Волков с какой-то странной, чуть ли не обломовской ленцой, словно по инерции, произносит слова пьесы, а сам в этот момент думает совсем о другом — слабый, усталый, жалкий, Дон Жуан тщетно пытается понять опорные, святые условия существования человека на земле.
И когда появляется Командор — впервые такой ординарно-будничный, партикулярный, маленький человек с возложенной на него великой задачей, — Дон Жуан уже мертв. И нет в нем удивления перед смертью, но только покорность человека, давно ее поджидающего. И единственную возможность спасения — веру — он отвергает, ибо неверующий человек не может принять веру «на веру»: ему нужны доказательства, которые вера предоставить не может.
Credo, quia absurdum. Верую, потому что абсурдно.
Спор Дон Жуана — это еще спор с самим собой, и потому Анатолий Эфрос превратил традиционного буффона Сганареля в равного оппонента, персонифицировал в совестливом слуге совесть его не вовсе бессовестного хозяина.
Сганарель предупреждает нашу реакцию на Дон Жуана. Когда мы готовы уже осудить его, Сганарель неожиданно вступает с ним в спор и вызывает к Дон Жуану новый, пусть даже полемический, но и страдательный и еще сострадательный интерес. Дон Жуан поставлен на наше, зрительское, обсуждение вместе с бесконечным, запутанным клубком проблем, который он притащил с собой — на обсуждение, а не на осуждение.
Ведь даже когда Дон Жуан умирает и обезумевший в горе Сганарель повторяет бессмысленные слова о невыплаченном жалованье, а над хладным трупом его хозяина собираются оппоненты и кредиторы, то перед зрителями не группа судей, но скорее — людей скорбящих, плачущих, любящих. А сам Сганарель с телом Дон Жуана смутно напоминал микеланджелову Пьету, и весь спектакль приобретал неожиданно религиозную окраску — на моей памяти, единственный случай на советской сцене.
Ведь несмотря на безверие, у Дон Жуана тяжба не с легкомысленными кокетками, которые поневоле превращаются в кокоток, и не с их ревнивыми мужьями, женихами и отцами, но с небесами. Его диспут со Сганарелем — эхо иного его диалога: Сганарелю приходится представлять куда более высокую инстанцию, что не всегда ему под силу.

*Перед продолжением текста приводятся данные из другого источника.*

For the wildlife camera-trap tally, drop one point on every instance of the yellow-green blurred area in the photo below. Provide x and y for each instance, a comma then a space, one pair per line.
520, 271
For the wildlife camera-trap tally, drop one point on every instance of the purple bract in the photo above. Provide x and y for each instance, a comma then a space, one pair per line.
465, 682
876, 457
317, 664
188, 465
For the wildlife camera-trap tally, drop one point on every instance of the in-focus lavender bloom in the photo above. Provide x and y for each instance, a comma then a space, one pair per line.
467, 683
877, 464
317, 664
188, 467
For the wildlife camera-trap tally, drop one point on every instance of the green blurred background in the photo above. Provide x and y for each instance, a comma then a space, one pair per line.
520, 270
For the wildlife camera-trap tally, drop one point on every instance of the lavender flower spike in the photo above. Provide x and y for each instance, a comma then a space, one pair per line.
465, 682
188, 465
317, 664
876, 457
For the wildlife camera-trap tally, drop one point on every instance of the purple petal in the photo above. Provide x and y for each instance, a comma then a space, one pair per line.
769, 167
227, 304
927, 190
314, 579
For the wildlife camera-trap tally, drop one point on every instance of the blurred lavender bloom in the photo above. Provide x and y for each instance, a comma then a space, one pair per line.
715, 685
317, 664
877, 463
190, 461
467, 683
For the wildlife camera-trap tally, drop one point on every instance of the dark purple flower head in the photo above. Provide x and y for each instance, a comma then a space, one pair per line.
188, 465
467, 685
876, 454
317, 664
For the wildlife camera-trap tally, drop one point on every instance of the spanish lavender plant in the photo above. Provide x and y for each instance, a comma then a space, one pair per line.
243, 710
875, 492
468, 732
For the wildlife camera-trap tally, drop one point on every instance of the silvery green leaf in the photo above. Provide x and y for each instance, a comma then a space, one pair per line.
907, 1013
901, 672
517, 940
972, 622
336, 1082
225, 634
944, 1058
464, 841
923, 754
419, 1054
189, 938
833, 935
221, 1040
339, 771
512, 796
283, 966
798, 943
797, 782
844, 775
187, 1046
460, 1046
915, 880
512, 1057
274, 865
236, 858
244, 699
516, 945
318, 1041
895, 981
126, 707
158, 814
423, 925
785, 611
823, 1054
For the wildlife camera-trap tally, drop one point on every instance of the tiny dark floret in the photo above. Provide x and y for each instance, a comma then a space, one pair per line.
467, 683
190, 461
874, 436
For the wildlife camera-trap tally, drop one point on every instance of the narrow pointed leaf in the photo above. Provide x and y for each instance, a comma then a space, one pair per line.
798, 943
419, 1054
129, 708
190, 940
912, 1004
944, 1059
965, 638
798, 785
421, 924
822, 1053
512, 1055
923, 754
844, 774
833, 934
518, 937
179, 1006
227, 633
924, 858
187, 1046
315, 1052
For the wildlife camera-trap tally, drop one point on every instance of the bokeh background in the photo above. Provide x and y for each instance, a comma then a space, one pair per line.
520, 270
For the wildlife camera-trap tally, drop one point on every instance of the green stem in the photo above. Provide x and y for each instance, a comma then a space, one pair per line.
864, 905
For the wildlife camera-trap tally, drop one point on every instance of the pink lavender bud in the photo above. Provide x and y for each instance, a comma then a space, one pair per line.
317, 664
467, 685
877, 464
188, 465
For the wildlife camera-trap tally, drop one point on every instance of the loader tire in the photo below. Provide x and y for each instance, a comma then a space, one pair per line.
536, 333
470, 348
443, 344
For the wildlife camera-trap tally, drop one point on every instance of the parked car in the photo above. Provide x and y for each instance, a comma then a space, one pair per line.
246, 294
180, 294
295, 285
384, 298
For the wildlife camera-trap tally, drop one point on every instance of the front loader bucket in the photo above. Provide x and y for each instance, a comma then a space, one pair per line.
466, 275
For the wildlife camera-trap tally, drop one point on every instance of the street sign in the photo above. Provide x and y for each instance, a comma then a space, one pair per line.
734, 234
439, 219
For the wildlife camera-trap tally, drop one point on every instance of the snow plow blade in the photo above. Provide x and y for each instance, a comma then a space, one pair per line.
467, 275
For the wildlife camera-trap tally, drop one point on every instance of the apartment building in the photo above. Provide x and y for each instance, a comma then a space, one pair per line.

У Сганареля в споре с хозяином плебейские агрументы, но он свято верит в идеологию, смысл и содержание которой давно уже выхолощены: что для того свято, для Дон Жуана — пустой звук, невнятный символ, устаревший предруссудок.
(Снова пропуск по означенной выше причине.)
Редко кто, как Эфрос, умел показать на сцене смерть — шекспировские герои, чеховские Тузенбах, Фирс и Треплев, Илюшенька, Дон Жуан, булгаковский Мольер… Даже в «Женитьбе», где никто не умирает, он пустил по сцене похоронную процессию, а в «Вишневом саде» разместил на сцене кладбище. Его «некрофильство» было синдромом сердечника, но художественно оно выплеснулось по-пушкински: «День каждый, каждую годину привык я думой провожать, грядущей смерти годовщину меж их стараясь угадать».
Эфрос отрепетировал свою смерть во многих спектаклях, а умер неожиданно, неподготовленно, как говорится, на посту — почти как его Мольер: через пару дней после проработочного собрания в театре на Таганке. Был ему 61 год, его родители умерли всего годом раньше — это к тому, что в нем был заложен генетический код долгожителя. Что-то в его смерти было зловещее и гнусное, какая-то скверность, словно заговор догнал его в конце концов и прикончил.